Student senate changes inQsit policies, setup

Testing labs prepare for new rules regarding cheating, monitoring

Changes are in store for faculty and students who use inQsit testing labs.

David Pearson, assistant professor of physical education, said University Senate decided to make changes in inQsit labs to make students feel more comfortable. The changes will go into effect at the beginning of Spring Semester.

The decision to change the rules came after a university survey of faculty and students, which revealed many of them perceived that students cheat in the inQsit labs, Pearson said

"It wasn't a majority, but it was a high enough amount that thought cheating happened," Pearson said. "It made students uncomfortable in the labs and made faculty not want to use them."

There have been few documented cases of cheating in the labs, Pearson said, but the University Senate decided that the perception of cheating was reason enough for some of the changes.

One of the changes dealing with cheating has already been implemented - the addition of a student academic dishonesty awareness box, which informs students of the university's policies on cheating, he said.

The other major issue that the senate taskforce headed by Pearson wanted to address was the duties of the student monitors.

"[Student monitors] were being asked to do certain things even a professor wouldn't want to do," he said. "There were over 700 different sets of instructions sent by the faculty last year, we thought this was just a nightmare."

Professors could leave detailed instructions for students, complicating their job, he said. Some professors would ask unrealistic things of monitors, like checking a student's textbook before and after the test, he said.

Pearson said several of the implementations reflect the desire to lessen the monitors' responsibilities. Professors will only be allowed to dictate what resources a student can use on their test, he said. Professors can allow students any combination of a calculator, a textbook or notes, he said.

Also, professors will be asked to denote the test, either with the use of resources or without them, Pearson said. The testing labs will be divided into two sections, one with resources, one without, he said.

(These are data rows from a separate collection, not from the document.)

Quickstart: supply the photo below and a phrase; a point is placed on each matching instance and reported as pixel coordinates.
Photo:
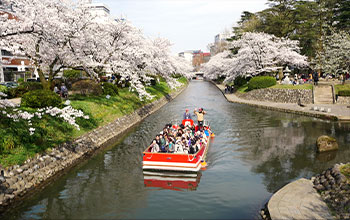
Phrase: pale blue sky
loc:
(188, 24)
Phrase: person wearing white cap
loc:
(187, 115)
(200, 116)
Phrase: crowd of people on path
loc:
(181, 139)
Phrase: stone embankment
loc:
(334, 189)
(16, 182)
(343, 100)
(326, 193)
(279, 95)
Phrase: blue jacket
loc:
(187, 116)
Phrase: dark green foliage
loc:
(24, 88)
(240, 81)
(20, 80)
(344, 93)
(40, 99)
(261, 82)
(72, 73)
(3, 89)
(87, 87)
(109, 89)
(16, 143)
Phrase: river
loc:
(255, 152)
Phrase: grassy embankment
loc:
(341, 87)
(16, 145)
(346, 170)
(244, 89)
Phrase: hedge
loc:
(24, 88)
(87, 87)
(261, 82)
(109, 89)
(41, 99)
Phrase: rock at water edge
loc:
(326, 143)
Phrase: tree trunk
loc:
(46, 84)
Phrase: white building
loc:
(98, 10)
(188, 54)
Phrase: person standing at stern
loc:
(200, 116)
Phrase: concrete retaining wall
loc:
(279, 95)
(343, 100)
(16, 182)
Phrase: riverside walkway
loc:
(298, 200)
(337, 112)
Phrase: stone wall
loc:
(343, 100)
(279, 95)
(334, 189)
(19, 181)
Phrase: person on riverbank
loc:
(187, 115)
(200, 116)
(64, 91)
(315, 77)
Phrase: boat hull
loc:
(175, 162)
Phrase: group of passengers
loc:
(179, 139)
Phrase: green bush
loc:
(344, 92)
(40, 99)
(87, 87)
(20, 80)
(3, 89)
(240, 81)
(109, 89)
(71, 73)
(24, 88)
(261, 82)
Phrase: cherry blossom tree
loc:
(256, 53)
(52, 25)
(334, 58)
(63, 33)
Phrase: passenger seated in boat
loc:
(162, 143)
(157, 140)
(154, 147)
(171, 147)
(187, 115)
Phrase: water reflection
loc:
(285, 147)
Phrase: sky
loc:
(188, 24)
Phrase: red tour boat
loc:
(180, 162)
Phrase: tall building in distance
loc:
(98, 10)
(196, 57)
(12, 66)
(220, 43)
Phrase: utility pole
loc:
(320, 42)
(2, 78)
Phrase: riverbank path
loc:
(337, 112)
(298, 200)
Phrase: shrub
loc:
(344, 92)
(240, 81)
(87, 87)
(109, 89)
(20, 80)
(24, 88)
(40, 99)
(261, 82)
(3, 89)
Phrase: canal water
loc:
(255, 152)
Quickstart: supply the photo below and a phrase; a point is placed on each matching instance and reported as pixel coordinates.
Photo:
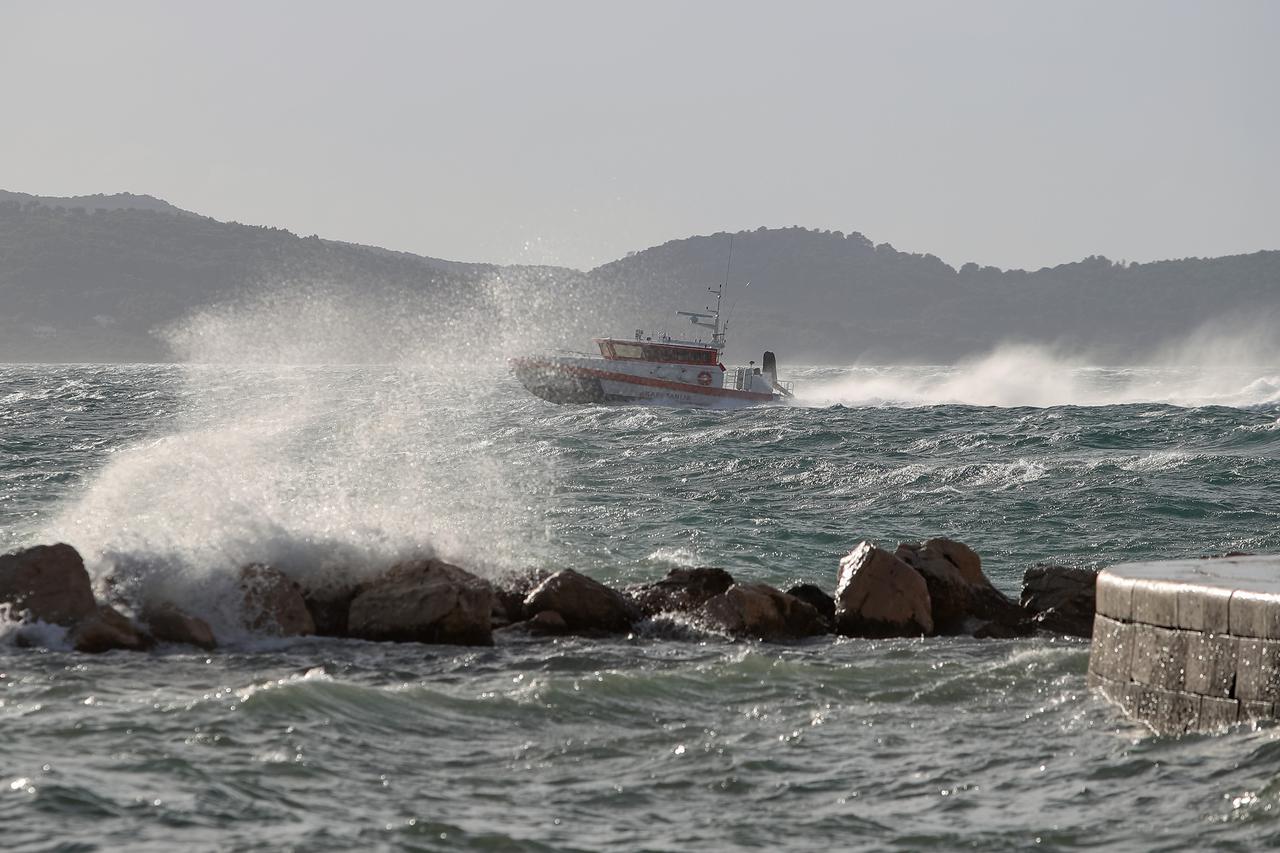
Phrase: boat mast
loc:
(718, 329)
(722, 329)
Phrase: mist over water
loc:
(1223, 364)
(332, 432)
(405, 445)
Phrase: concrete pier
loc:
(1189, 644)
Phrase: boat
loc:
(656, 370)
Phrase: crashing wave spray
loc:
(328, 473)
(1224, 363)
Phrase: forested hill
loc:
(97, 282)
(824, 296)
(97, 277)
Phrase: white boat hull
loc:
(597, 381)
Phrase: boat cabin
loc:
(659, 351)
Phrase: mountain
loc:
(100, 281)
(103, 277)
(831, 297)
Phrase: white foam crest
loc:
(1225, 363)
(16, 630)
(324, 473)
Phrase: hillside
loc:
(86, 284)
(824, 296)
(100, 277)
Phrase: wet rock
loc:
(1004, 630)
(48, 582)
(170, 624)
(682, 591)
(547, 621)
(511, 592)
(877, 594)
(274, 603)
(586, 605)
(329, 607)
(817, 598)
(1060, 598)
(760, 611)
(108, 630)
(963, 600)
(424, 601)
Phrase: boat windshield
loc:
(645, 351)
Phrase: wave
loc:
(1029, 375)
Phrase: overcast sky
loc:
(1009, 133)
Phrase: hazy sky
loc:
(1010, 133)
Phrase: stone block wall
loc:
(1184, 647)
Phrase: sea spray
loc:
(328, 473)
(1201, 370)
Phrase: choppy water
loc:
(181, 474)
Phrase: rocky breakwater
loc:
(1189, 644)
(919, 589)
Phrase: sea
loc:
(672, 738)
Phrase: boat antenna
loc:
(722, 328)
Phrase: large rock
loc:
(585, 605)
(108, 630)
(273, 603)
(682, 591)
(963, 600)
(424, 601)
(169, 624)
(48, 582)
(759, 611)
(877, 594)
(1060, 598)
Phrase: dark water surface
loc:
(178, 475)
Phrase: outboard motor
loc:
(771, 368)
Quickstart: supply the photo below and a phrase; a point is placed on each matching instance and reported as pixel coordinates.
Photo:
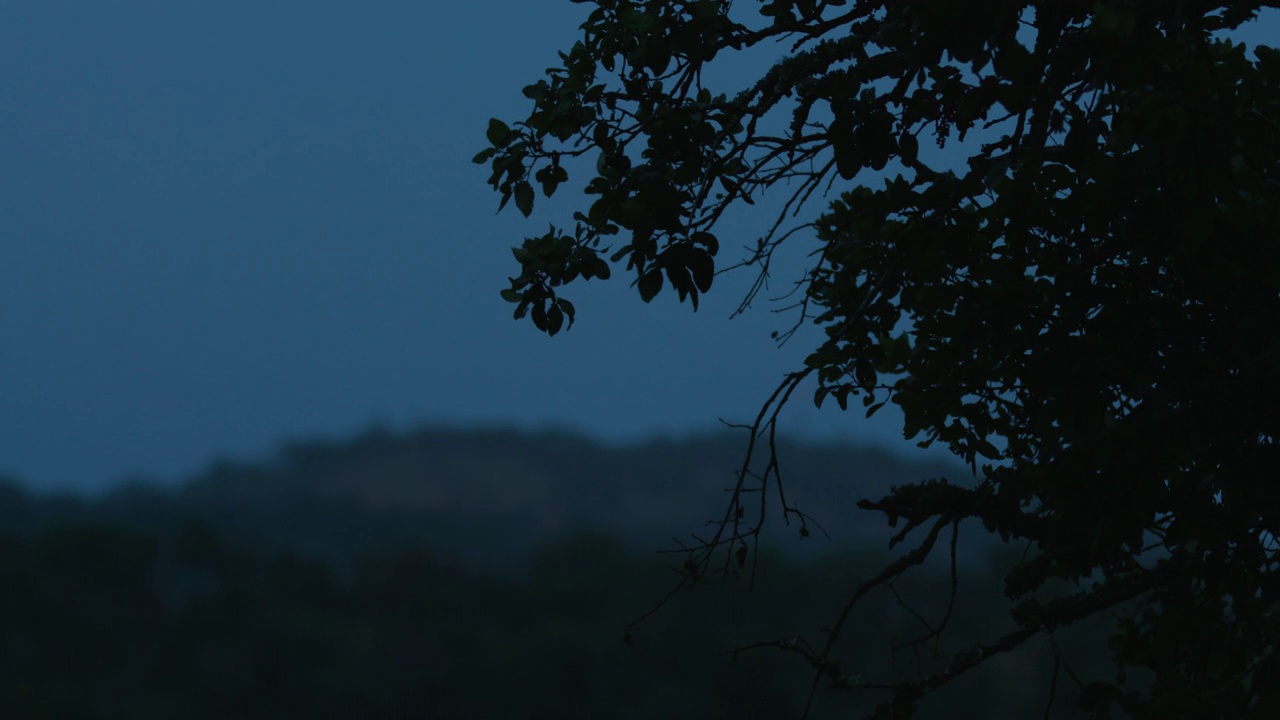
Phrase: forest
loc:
(476, 574)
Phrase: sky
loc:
(229, 224)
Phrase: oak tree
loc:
(1047, 231)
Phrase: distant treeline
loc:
(314, 587)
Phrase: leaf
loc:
(908, 147)
(498, 133)
(554, 319)
(570, 311)
(524, 194)
(650, 283)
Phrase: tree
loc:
(1083, 309)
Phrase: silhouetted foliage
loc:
(1080, 305)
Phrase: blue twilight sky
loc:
(225, 224)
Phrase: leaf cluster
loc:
(1082, 309)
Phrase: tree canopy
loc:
(1050, 233)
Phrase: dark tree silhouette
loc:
(1083, 309)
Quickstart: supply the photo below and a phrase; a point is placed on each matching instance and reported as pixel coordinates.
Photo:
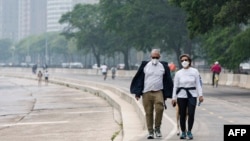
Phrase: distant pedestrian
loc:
(39, 76)
(113, 71)
(34, 68)
(216, 69)
(46, 77)
(104, 69)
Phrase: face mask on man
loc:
(155, 61)
(185, 64)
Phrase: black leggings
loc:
(186, 107)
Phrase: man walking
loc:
(154, 83)
(216, 69)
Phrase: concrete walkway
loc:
(54, 113)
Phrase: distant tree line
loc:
(207, 30)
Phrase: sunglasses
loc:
(155, 57)
(184, 60)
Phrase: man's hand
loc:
(137, 97)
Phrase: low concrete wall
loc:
(132, 113)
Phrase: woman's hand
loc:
(174, 102)
(201, 99)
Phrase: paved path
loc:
(222, 105)
(53, 113)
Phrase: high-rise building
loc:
(21, 18)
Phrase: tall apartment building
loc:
(56, 8)
(21, 18)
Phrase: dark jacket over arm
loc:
(137, 84)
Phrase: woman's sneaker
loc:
(189, 134)
(158, 132)
(151, 135)
(183, 135)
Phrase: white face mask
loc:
(185, 64)
(155, 61)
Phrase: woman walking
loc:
(187, 88)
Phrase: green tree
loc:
(204, 15)
(148, 24)
(85, 24)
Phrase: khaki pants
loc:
(153, 103)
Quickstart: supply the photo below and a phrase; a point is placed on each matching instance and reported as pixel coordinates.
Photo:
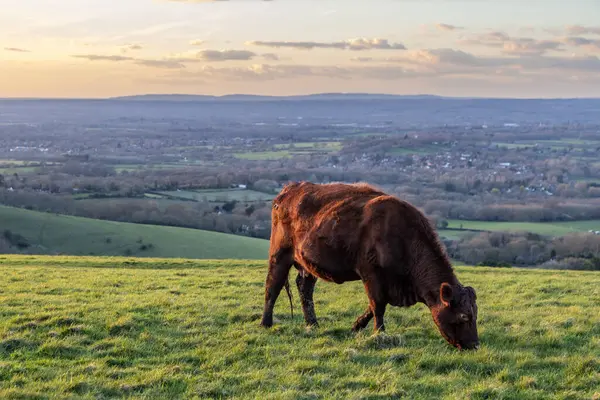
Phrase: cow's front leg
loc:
(362, 321)
(280, 263)
(306, 285)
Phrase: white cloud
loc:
(351, 44)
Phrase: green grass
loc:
(412, 150)
(220, 195)
(18, 170)
(542, 228)
(311, 146)
(149, 328)
(52, 234)
(263, 155)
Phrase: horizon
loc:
(105, 49)
(133, 96)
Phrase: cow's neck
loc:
(430, 269)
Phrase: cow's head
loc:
(456, 316)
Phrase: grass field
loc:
(542, 228)
(148, 328)
(312, 146)
(263, 155)
(52, 234)
(220, 195)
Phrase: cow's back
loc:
(305, 209)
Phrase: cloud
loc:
(168, 64)
(447, 27)
(351, 44)
(451, 61)
(224, 55)
(163, 63)
(205, 1)
(578, 41)
(582, 30)
(515, 45)
(270, 56)
(97, 57)
(267, 72)
(16, 50)
(131, 47)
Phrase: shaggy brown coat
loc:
(340, 233)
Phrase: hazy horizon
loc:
(103, 48)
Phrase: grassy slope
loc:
(148, 328)
(83, 236)
(544, 228)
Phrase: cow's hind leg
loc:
(362, 321)
(377, 300)
(280, 263)
(306, 285)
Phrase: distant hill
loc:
(246, 97)
(59, 234)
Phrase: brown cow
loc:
(340, 233)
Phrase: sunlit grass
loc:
(155, 328)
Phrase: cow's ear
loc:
(446, 293)
(472, 292)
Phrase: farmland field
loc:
(75, 327)
(220, 195)
(543, 228)
(52, 234)
(263, 155)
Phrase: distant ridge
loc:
(250, 97)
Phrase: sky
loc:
(104, 48)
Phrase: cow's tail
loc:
(289, 292)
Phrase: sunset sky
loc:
(101, 48)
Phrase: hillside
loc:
(59, 234)
(149, 328)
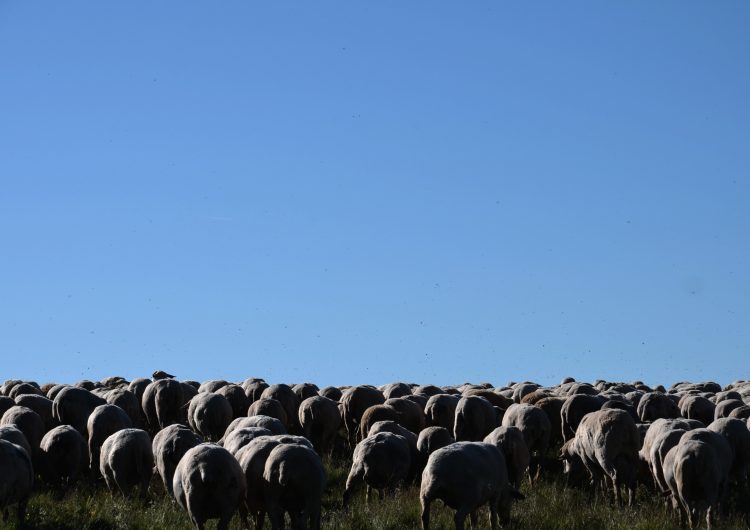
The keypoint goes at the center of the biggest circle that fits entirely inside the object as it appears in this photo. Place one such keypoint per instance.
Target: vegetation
(89, 506)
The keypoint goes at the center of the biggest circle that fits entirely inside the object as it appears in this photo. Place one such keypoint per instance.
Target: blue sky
(347, 192)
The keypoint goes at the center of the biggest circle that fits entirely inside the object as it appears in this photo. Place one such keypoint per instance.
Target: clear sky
(348, 192)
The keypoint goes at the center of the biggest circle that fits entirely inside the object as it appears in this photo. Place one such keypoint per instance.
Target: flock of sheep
(256, 448)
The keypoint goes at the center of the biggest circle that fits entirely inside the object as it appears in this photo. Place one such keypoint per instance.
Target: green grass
(89, 506)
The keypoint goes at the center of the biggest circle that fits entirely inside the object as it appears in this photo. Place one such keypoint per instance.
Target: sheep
(382, 460)
(289, 400)
(252, 459)
(25, 388)
(431, 439)
(697, 408)
(269, 407)
(738, 436)
(331, 392)
(126, 460)
(28, 422)
(552, 407)
(5, 404)
(607, 443)
(62, 455)
(72, 406)
(475, 419)
(253, 388)
(510, 441)
(305, 390)
(410, 414)
(239, 438)
(104, 421)
(661, 445)
(161, 402)
(209, 484)
(354, 401)
(574, 409)
(209, 414)
(14, 435)
(535, 427)
(701, 466)
(396, 390)
(272, 424)
(465, 476)
(169, 446)
(237, 399)
(16, 479)
(320, 420)
(295, 484)
(411, 439)
(375, 414)
(440, 410)
(655, 405)
(211, 386)
(39, 404)
(725, 407)
(127, 401)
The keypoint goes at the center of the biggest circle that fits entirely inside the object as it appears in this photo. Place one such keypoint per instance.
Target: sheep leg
(315, 517)
(493, 513)
(223, 523)
(473, 519)
(425, 502)
(260, 519)
(460, 517)
(22, 512)
(277, 518)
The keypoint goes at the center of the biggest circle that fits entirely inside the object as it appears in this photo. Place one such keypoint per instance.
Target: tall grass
(549, 504)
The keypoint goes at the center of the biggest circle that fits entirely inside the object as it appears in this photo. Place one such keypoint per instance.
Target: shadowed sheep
(475, 419)
(573, 411)
(295, 484)
(289, 400)
(607, 443)
(266, 422)
(237, 399)
(28, 422)
(62, 456)
(252, 459)
(72, 406)
(702, 461)
(269, 407)
(466, 476)
(738, 436)
(440, 410)
(16, 479)
(14, 435)
(511, 442)
(169, 446)
(209, 484)
(697, 408)
(209, 415)
(239, 438)
(354, 401)
(126, 461)
(320, 420)
(380, 461)
(655, 405)
(104, 421)
(431, 439)
(535, 427)
(410, 414)
(162, 403)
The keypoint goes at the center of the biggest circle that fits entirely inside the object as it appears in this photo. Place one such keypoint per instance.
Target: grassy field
(548, 505)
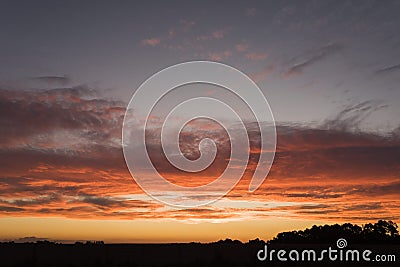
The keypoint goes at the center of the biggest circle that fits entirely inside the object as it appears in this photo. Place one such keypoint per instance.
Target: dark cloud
(352, 116)
(312, 58)
(61, 154)
(387, 70)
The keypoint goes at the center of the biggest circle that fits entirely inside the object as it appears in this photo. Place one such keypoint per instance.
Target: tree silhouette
(381, 231)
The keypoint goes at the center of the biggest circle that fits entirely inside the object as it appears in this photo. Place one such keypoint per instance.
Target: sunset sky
(330, 71)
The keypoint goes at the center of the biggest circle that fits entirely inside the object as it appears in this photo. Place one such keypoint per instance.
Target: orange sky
(64, 177)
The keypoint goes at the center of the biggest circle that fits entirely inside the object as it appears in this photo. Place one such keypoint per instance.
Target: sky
(330, 71)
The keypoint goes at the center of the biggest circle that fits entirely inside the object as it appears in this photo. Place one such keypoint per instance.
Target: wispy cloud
(256, 56)
(60, 154)
(312, 58)
(52, 80)
(151, 41)
(388, 69)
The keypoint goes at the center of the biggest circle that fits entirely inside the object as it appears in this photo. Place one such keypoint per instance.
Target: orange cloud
(151, 41)
(60, 155)
(256, 56)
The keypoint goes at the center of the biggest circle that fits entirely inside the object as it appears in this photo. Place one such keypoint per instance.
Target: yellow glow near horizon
(144, 231)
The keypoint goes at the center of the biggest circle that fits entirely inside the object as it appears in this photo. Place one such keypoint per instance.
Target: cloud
(52, 80)
(220, 55)
(215, 35)
(254, 56)
(242, 47)
(151, 41)
(388, 70)
(250, 12)
(60, 154)
(312, 58)
(262, 74)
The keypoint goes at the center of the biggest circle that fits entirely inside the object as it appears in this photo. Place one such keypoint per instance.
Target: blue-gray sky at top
(310, 58)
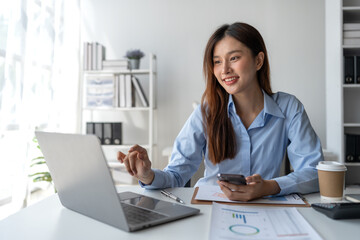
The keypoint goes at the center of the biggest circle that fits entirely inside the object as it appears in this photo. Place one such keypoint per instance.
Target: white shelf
(351, 124)
(352, 8)
(138, 122)
(352, 164)
(111, 72)
(352, 85)
(116, 109)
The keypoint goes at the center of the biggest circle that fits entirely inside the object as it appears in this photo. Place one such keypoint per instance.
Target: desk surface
(48, 219)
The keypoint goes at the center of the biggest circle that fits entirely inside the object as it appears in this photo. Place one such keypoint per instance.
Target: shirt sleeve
(304, 152)
(186, 156)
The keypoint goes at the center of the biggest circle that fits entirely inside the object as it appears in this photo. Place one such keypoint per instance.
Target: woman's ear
(259, 60)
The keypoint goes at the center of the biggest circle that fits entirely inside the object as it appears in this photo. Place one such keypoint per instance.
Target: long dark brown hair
(219, 130)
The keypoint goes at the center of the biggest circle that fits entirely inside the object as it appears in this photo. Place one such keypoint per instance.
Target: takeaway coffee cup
(331, 180)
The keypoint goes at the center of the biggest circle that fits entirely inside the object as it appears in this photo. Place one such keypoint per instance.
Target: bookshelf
(343, 95)
(138, 121)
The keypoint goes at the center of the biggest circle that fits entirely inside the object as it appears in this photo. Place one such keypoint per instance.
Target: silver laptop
(84, 184)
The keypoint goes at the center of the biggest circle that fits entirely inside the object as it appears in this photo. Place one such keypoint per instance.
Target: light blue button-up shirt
(282, 125)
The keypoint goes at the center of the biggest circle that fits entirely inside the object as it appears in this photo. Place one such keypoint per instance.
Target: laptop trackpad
(149, 203)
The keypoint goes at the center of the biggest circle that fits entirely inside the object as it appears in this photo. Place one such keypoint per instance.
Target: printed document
(214, 193)
(243, 222)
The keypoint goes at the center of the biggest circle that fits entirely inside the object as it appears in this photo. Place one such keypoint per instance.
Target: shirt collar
(270, 106)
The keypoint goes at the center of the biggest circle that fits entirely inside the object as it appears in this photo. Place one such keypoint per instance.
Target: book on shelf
(351, 26)
(94, 55)
(351, 41)
(100, 91)
(140, 92)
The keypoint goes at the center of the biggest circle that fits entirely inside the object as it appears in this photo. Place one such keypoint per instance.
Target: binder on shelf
(98, 131)
(94, 56)
(130, 96)
(350, 153)
(107, 133)
(100, 49)
(357, 149)
(90, 55)
(357, 79)
(352, 34)
(349, 69)
(140, 91)
(86, 56)
(122, 91)
(117, 133)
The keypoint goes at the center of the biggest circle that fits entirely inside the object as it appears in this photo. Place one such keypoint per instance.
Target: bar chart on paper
(238, 222)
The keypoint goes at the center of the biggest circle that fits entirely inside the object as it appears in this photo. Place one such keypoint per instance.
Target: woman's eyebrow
(231, 52)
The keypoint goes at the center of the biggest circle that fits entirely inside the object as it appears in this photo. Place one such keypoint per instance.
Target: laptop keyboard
(136, 215)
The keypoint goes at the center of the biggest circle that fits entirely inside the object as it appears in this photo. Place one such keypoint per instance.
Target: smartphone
(232, 178)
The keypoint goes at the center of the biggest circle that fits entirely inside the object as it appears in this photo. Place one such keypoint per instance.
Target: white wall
(177, 31)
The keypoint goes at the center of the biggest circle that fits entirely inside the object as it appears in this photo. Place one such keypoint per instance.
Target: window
(39, 78)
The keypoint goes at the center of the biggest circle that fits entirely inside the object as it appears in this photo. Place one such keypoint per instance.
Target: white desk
(48, 219)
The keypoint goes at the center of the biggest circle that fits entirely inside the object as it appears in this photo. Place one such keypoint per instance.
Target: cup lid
(331, 166)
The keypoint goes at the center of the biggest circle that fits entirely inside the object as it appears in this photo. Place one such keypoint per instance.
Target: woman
(240, 127)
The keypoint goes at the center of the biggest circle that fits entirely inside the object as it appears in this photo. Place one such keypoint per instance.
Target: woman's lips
(230, 80)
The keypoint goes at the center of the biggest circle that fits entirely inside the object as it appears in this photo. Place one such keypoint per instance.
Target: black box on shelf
(349, 69)
(352, 148)
(117, 133)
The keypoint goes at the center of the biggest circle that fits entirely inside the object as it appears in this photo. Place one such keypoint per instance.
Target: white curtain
(39, 82)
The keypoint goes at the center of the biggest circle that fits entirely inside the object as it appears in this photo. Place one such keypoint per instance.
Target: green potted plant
(134, 57)
(42, 175)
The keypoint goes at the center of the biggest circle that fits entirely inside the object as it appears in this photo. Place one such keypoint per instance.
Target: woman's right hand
(137, 163)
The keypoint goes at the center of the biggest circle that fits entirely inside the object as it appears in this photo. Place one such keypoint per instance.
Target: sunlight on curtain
(39, 80)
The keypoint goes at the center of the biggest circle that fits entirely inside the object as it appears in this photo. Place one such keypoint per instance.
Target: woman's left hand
(256, 187)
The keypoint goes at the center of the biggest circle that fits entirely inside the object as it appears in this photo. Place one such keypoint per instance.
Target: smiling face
(235, 66)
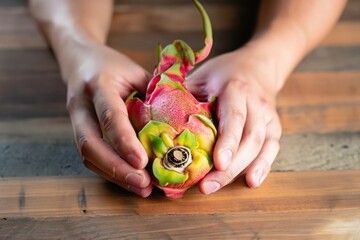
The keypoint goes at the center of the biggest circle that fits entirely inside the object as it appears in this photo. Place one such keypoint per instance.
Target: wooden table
(312, 193)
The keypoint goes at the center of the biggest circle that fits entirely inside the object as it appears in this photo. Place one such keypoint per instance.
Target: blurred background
(319, 106)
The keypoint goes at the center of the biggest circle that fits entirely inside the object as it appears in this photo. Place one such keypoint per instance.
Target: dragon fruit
(176, 130)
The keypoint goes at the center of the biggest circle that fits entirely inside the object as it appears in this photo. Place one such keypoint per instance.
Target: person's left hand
(249, 127)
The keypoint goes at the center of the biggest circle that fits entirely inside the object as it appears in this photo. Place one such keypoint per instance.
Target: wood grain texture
(320, 225)
(282, 191)
(307, 204)
(33, 153)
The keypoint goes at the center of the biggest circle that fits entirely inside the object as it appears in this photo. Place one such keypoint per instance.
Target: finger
(260, 167)
(232, 115)
(93, 148)
(143, 192)
(112, 114)
(250, 146)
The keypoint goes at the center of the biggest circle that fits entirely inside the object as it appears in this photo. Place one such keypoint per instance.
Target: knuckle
(106, 118)
(238, 115)
(256, 137)
(71, 103)
(229, 176)
(84, 146)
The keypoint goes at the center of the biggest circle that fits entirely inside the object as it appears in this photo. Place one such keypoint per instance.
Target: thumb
(196, 83)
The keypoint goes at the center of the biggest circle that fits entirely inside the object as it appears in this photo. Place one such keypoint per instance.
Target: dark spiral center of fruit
(177, 159)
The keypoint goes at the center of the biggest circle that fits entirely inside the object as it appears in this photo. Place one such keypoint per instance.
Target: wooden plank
(327, 225)
(282, 191)
(320, 88)
(302, 205)
(320, 119)
(30, 153)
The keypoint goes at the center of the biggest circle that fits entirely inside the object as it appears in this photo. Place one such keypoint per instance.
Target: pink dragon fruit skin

Pearson said that dividing the room serves another purpose.

The taskforce thought students might see other students using their books or calculators, and they might have thought they were cheating, when in reality they were allowed to use those resources, Pearson said. Partitioning the room will remedy that problem, he said.

For security reasons, cameras have already been added, something, Pearson said, that has needed to happen for some time. Pearson's senate taskforce also wants to let faculty know that inQsit has far more uses than sending students to the lab.

"Eventually, we want professors to be able to hold a test in their departmental computer labs," he said. "[With open book tests] you could even have a test at home."

Junior elementary education major Rebecca Newlin said she welcomes the changes, though she didn't see how it was possible to cheat under the current policies.

"We're all adults, we should know what to do," she said. "We know what's right and wrong."

The enactment will mark the first time that the labs have had a university backed, faculty driven set of rules, he said.